Er wandte sich vor der Tür nach rechts, schwenkte aber ab, denn trotz seiner eben gerühmten Bevorzugung der „greulichsten alten Bettlerin“ erinnerte er sich mit Schaudern einer gewissen alten Hexe, die den lieben langen Tag der Rückseite des Palastes gegenüber auf einer Türschwelle saß und die sich mit tödlicher Sicherheit ihren Obulus von ihm eintrieb, falls er einmal in Gedanken an ihr vorüberging, ohne die erwartete Steuer der Nachbarschaft zu entrichten. Nein, es konnte keine Umgehung des Gelübdes sein, wenn er die alte Rita vermied. Freilich, die Gefahr war mit Donna Laura Torcelli und der alten Rita keineswegs überwunden.
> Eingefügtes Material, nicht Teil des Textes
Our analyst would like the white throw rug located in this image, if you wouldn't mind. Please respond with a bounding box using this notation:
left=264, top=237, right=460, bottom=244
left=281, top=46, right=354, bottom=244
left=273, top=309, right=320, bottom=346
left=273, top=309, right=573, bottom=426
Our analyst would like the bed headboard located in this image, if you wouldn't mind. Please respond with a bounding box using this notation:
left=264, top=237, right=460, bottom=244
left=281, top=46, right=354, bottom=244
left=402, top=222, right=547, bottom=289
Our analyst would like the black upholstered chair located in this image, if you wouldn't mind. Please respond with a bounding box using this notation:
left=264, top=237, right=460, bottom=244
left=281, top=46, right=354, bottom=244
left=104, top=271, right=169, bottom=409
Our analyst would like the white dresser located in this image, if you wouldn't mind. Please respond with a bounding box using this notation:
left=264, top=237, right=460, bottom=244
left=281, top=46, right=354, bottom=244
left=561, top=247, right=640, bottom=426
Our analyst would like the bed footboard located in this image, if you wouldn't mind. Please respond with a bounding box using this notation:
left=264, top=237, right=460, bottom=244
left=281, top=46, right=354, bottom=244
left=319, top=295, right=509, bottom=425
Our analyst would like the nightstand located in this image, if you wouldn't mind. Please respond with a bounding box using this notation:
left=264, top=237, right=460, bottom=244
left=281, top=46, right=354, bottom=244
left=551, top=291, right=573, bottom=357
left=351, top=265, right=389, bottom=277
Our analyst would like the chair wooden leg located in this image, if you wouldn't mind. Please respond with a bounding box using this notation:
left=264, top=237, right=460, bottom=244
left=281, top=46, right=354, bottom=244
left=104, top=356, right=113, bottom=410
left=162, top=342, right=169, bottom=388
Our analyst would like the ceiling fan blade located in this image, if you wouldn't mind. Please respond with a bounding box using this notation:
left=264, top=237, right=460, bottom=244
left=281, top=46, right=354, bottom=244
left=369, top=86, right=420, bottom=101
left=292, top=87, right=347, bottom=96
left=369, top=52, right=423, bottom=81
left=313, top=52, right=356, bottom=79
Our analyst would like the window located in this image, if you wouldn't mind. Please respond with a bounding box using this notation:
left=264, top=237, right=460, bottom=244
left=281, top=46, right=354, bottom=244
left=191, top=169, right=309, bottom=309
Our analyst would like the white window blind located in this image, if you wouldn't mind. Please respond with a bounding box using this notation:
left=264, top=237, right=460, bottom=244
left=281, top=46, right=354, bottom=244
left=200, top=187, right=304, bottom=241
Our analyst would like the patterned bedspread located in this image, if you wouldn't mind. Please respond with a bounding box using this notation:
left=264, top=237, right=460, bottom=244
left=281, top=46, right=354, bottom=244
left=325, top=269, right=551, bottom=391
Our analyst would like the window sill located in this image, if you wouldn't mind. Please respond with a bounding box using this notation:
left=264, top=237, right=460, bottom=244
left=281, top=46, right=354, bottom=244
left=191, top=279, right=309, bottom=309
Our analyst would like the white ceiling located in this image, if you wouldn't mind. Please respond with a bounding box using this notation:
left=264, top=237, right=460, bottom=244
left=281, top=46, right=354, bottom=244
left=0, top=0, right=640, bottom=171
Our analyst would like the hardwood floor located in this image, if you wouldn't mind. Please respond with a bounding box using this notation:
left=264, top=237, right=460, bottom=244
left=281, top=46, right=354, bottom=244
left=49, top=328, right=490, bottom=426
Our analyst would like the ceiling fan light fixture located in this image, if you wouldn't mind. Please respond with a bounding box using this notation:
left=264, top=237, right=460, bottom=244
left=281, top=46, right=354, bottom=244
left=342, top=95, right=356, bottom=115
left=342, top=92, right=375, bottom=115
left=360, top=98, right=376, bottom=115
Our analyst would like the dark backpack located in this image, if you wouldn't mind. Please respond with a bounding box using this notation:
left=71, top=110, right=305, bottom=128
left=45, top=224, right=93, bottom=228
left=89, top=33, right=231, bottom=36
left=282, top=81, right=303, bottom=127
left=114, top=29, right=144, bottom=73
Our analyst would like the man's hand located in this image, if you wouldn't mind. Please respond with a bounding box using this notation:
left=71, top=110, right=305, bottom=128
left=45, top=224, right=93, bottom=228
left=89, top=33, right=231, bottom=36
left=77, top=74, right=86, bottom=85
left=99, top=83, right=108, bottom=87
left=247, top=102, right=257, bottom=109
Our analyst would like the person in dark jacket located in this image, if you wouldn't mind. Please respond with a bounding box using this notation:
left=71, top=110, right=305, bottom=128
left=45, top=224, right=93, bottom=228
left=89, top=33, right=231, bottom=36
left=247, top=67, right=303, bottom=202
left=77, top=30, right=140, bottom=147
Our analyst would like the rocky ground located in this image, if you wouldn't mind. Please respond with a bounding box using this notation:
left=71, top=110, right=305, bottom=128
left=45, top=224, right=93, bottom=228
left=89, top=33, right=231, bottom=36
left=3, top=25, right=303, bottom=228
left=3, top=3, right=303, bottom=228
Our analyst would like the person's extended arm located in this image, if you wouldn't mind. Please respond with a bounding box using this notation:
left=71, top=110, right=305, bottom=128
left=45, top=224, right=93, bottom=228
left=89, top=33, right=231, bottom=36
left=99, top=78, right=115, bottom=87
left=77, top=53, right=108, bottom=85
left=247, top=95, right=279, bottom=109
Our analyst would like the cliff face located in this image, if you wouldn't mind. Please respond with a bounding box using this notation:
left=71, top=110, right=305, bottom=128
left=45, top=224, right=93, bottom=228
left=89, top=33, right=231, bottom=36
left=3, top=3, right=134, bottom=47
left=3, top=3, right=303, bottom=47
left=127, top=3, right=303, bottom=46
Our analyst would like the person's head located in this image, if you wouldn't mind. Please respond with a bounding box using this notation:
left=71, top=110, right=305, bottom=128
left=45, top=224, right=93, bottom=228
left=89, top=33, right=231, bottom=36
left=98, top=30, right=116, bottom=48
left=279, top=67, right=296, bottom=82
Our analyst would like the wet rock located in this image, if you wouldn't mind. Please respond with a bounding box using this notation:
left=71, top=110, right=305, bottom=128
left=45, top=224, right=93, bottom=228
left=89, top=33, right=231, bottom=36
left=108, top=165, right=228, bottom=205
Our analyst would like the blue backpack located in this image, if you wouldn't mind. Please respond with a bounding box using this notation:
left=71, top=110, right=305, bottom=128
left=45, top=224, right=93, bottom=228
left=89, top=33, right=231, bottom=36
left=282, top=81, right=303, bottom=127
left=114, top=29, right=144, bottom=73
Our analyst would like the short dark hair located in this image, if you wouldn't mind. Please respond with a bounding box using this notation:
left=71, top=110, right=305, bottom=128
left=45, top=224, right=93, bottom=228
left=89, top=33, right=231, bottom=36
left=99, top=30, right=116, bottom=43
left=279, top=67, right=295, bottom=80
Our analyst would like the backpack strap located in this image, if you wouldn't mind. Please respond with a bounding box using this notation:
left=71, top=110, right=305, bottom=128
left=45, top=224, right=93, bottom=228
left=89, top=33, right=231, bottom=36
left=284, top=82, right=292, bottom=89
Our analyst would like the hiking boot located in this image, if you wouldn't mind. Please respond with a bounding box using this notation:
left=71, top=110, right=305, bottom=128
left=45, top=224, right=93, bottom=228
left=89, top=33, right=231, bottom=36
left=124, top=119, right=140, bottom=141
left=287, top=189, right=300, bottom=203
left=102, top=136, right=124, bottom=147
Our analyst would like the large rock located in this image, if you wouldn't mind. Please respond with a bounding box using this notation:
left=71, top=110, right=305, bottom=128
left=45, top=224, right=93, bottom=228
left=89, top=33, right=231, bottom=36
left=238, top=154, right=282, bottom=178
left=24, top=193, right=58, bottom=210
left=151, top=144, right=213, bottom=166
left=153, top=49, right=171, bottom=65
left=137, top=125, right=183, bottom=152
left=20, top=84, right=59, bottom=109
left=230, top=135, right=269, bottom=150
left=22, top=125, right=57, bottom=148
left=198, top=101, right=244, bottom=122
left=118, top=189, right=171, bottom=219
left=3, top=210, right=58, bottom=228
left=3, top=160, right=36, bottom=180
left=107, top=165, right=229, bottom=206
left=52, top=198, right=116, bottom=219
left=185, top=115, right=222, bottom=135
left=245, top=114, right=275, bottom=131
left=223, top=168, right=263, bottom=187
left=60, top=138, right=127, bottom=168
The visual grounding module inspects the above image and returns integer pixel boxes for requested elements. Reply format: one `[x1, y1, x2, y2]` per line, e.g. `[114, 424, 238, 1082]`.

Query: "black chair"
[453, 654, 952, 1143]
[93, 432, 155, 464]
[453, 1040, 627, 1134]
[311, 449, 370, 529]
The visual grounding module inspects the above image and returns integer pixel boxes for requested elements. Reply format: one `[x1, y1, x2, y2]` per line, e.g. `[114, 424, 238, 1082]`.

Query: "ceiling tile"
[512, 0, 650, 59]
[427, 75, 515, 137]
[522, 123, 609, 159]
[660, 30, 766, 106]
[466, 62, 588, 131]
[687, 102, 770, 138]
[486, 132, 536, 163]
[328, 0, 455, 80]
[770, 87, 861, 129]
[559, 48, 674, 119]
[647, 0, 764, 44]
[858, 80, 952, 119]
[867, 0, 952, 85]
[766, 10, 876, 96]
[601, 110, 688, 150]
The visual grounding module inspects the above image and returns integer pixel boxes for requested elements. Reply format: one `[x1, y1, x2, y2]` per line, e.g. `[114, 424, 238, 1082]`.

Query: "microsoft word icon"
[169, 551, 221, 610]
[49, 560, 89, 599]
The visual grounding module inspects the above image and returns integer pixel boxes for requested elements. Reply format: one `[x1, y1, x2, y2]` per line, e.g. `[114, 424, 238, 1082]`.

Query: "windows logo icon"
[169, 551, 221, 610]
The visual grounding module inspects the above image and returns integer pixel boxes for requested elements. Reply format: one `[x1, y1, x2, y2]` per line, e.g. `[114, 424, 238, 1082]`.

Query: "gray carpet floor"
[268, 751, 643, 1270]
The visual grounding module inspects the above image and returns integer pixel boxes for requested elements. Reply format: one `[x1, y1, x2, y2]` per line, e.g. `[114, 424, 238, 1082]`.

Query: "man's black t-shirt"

Sie lauerte überall, besonders vor der Markuskirche, die sein Ziel war.

Der Gedanke an die Bettlerinnen, Andenkenverkäuferinnen und Blumenmädchen erfüllte seine Seele mit bitteren Selbstvorwürfen über die Zorneswallung, die ihn das rasche Wort hatte aussprechen lassen, das ihm zum Verhängnis für das ganze Leben werden konnte, welches nach menschlichem Ermessen noch vor ihm lag. Aber er biß die Zähne zusammen und setzte den Stock fester auf: hundertmal war er den Weg gegangen, ohne daß eine Bettelnde ihn angesprochen hatte – warum nicht auch heute? Nur um ihn für einen Schwur zu strafen, den ein unerträglich gewordener Druck, die Entrüstung und Qual ihm erpreßt hatten?